R中的並行處理不使用所有內核

我試圖並行化在矩陣行上運行的進程。我預計，對於該行的每個元素（它是一個物種），它會提取並寫入與每個物種在其棲息地上的分佈相對應的文件（柵格）。R中的並行處理不使用所有內核

Habitas圖層是一個柵格文件，每個物種分佈是一個shapefile中的多邊形（或多邊形組）。我首先將物種多邊形轉換爲柵格，然後提取物種的棲息地（存儲在物種棲息地代碼與棲息地柵格值匹配的矩陣中），最後相交（乘以）分佈和棲息地。

此外，我想產生一個豐富度（物種地圖數量）文件（光柵）。然後，我將（總和）添加到每個最終物種分佈的空柵格（值爲零）。

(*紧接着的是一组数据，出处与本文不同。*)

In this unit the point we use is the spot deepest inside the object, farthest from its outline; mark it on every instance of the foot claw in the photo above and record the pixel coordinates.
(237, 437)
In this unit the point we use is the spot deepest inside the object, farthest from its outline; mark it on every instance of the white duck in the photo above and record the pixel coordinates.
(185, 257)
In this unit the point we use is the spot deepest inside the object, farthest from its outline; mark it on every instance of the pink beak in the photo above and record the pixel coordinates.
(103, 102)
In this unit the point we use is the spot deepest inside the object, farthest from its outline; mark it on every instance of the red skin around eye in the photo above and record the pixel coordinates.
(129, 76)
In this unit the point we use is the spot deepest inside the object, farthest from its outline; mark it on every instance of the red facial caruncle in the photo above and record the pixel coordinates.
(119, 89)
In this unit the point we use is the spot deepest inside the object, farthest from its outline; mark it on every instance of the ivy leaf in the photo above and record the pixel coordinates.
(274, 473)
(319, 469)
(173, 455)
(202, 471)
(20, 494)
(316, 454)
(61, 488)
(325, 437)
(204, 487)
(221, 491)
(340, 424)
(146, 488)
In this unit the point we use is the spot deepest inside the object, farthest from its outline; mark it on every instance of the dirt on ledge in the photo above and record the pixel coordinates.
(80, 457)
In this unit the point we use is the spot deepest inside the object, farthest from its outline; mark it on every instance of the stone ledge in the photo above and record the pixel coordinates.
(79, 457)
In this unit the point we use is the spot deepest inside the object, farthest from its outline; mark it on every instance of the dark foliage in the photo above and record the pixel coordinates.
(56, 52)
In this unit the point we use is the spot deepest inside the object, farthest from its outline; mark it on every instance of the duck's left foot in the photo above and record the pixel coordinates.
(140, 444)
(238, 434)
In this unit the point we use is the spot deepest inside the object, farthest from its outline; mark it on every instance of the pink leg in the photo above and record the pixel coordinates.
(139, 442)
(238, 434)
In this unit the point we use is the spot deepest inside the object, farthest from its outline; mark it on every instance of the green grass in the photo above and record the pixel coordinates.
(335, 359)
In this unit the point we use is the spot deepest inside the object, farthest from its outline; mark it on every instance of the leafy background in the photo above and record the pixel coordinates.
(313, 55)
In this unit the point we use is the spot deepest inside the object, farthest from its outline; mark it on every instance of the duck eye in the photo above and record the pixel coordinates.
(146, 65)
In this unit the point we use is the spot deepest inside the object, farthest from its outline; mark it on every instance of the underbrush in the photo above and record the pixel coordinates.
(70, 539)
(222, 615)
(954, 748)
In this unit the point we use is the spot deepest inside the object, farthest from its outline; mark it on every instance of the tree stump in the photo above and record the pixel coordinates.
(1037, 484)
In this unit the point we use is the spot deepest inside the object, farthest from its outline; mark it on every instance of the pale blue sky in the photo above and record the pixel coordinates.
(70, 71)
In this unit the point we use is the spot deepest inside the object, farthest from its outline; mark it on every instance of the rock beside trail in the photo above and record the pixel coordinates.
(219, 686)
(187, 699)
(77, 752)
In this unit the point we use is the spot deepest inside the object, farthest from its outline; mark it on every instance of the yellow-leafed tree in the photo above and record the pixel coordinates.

我寫了如下函數：

extract_habitats=function(k,spp_data,spp_polygons,sep,habitat_codes,cover) 
{ 
    #Libraries 
    library(rgdal) 
    library(raster) 
    #raster file with zeros 
    richness_cur=raster("richness_current.tif") 
    #Selection of species polygons 
    rows=as.numeric(which(as.character([email protected]$binomial)== 
          as.character(spp_data$binomial[k]))) 
    spp_poly=spp_polygons[rows,] 
    #Covert polygon(s) to raster 
    spp_poly=rasterize(spp_poly,cover,1,background=0) 
    #Match species habitats codes with habitats raster values 
    habs=as.character(spp_data$hab_code[k]) 
    habs=unlist(strsplit(habs, split=sep))#habitat codes are separeted by a ";" 
    cov_classes=as.numeric(as.character(habitat_codes[,2]#Get the hab 
             [which(as.character(habitat_codes[,1])%in%habs)])) 
    #Intersect species distributions with habitats 
    cov_mask=spp_poly*cover 
    #Extract species habitats 
    cov_mask=Which(cov_mask%in%cov_classes) 
    writeRaster(cov_mask,paste(spp_data$binomial[k]," current.tif",sep="")) 
    #Sum species richness 
    richness_cur=richness_cur+cov_mask 
    return (richness_cur) 
}

我嘗試使用clusterApply和foreach函數並行化進程。然而，我無法從這個函數中返回一個柵格對象（這是顯而易見的東西來獲得一個正則循環函數）在這兩個函數中的任何一個函數中添加物體豐富度的總和。所以，這是我的第一個問題。 1.有人知道如何在並行化過程中返回與列表，矩陣或向量不同的對象嗎？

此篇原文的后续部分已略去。